Figure 1, B-D, shows a fractured fat body lobe of Simulium sp. infected with Tuzetia sp.1. Low-power examination of such infected tissues graphically illustrates the full pathological extent ofthis invasive infection with tightly-packed spores extending throughout the fat body lobe (Fig. 1, B). A more detailed examination of the fractured face of the fat body lobe reveals a honeycomb-like appearance due to the location of each spore within the membrane-lined recess of individual sporophorous vesicles characteristic of the genus Tuzetia (Fig. 1, C). Where spores have remained attached to the removed complementary face of the fracture, the compartmentalisation is particularly conspicuous
(Fig. 1, C). The arrangement of a membrane around each individual spore is most clearly seen at higher magnifications (Fig. 1, D), where ornamentation of the spore surface itself also becomes apparent; each spore bears an outer layer of coarse fibrillar appendages (Fig. 1, D).

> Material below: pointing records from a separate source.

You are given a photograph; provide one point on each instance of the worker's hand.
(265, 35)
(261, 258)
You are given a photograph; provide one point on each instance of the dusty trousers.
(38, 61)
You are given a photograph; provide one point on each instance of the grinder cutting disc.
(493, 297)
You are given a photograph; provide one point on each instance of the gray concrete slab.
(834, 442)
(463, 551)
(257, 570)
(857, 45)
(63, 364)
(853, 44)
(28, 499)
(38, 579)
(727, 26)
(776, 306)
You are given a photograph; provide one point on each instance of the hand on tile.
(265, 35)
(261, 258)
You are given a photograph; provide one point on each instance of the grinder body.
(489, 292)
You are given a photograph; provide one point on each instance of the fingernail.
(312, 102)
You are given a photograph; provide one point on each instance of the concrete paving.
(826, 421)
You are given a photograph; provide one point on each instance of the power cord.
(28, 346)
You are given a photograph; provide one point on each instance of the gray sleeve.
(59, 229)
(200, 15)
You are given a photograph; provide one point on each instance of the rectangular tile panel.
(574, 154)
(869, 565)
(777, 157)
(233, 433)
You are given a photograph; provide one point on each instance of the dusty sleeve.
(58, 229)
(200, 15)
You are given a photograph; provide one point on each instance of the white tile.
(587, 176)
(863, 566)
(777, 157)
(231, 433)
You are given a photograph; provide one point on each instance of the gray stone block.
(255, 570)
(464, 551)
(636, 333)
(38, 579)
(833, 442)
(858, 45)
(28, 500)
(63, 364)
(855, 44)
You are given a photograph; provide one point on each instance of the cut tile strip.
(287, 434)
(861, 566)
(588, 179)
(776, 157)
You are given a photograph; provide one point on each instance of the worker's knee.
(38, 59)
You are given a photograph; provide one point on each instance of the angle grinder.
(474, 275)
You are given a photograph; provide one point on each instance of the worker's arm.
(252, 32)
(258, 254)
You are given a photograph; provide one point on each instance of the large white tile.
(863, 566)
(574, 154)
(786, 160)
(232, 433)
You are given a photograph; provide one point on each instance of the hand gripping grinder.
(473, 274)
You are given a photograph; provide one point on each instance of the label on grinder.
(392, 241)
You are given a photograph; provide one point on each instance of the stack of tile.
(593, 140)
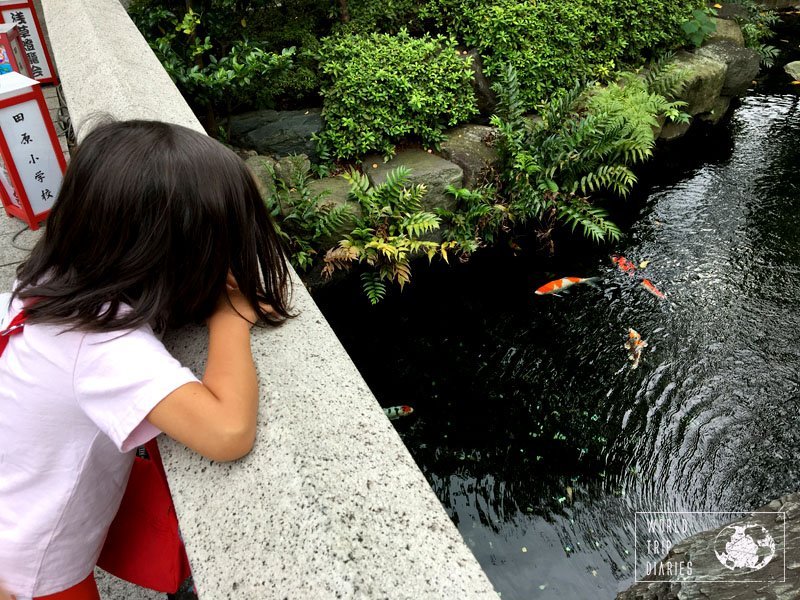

A closely-related and morphologically very similar (by light microscopy) species of Tuzetia, sp. 2, was shown by dry-fracture SEM to be quite distinct from Tuzetia sp. 1 (Fig. 2). The arrangement of spores within the host tissue was very similar, with the same individual membranous compartments (Fig. 2, B). These were most conspicuous where spores had been removed in the dry-fracturing process to reveal niches lined with sporophorous vesicle membranes (Fig. 2, B). In this species the spore surface was adorned not with coarse fibres but with an anastomosing network ofbroad tubules (Fig. 2, C) beneath which occasional views of the spore surface revealed a pitted appearance (Fig. 2, C).
Fig. 2. Light micrograph of fresh saline smear (Fig. 2, A; brightfield) and SEM (Fig. 2, B, C) of dry-fractured Simulium sp. fat body lobe infected with Tuzetia sp.2. Abbreviations: at — anastomosing tubules, svm — sporophorous vesicle membrane, arrow indicates pitted appearance of spore surface. Scale bars: A - 5 ^m, B - 4 ^m, C - 2 ^m.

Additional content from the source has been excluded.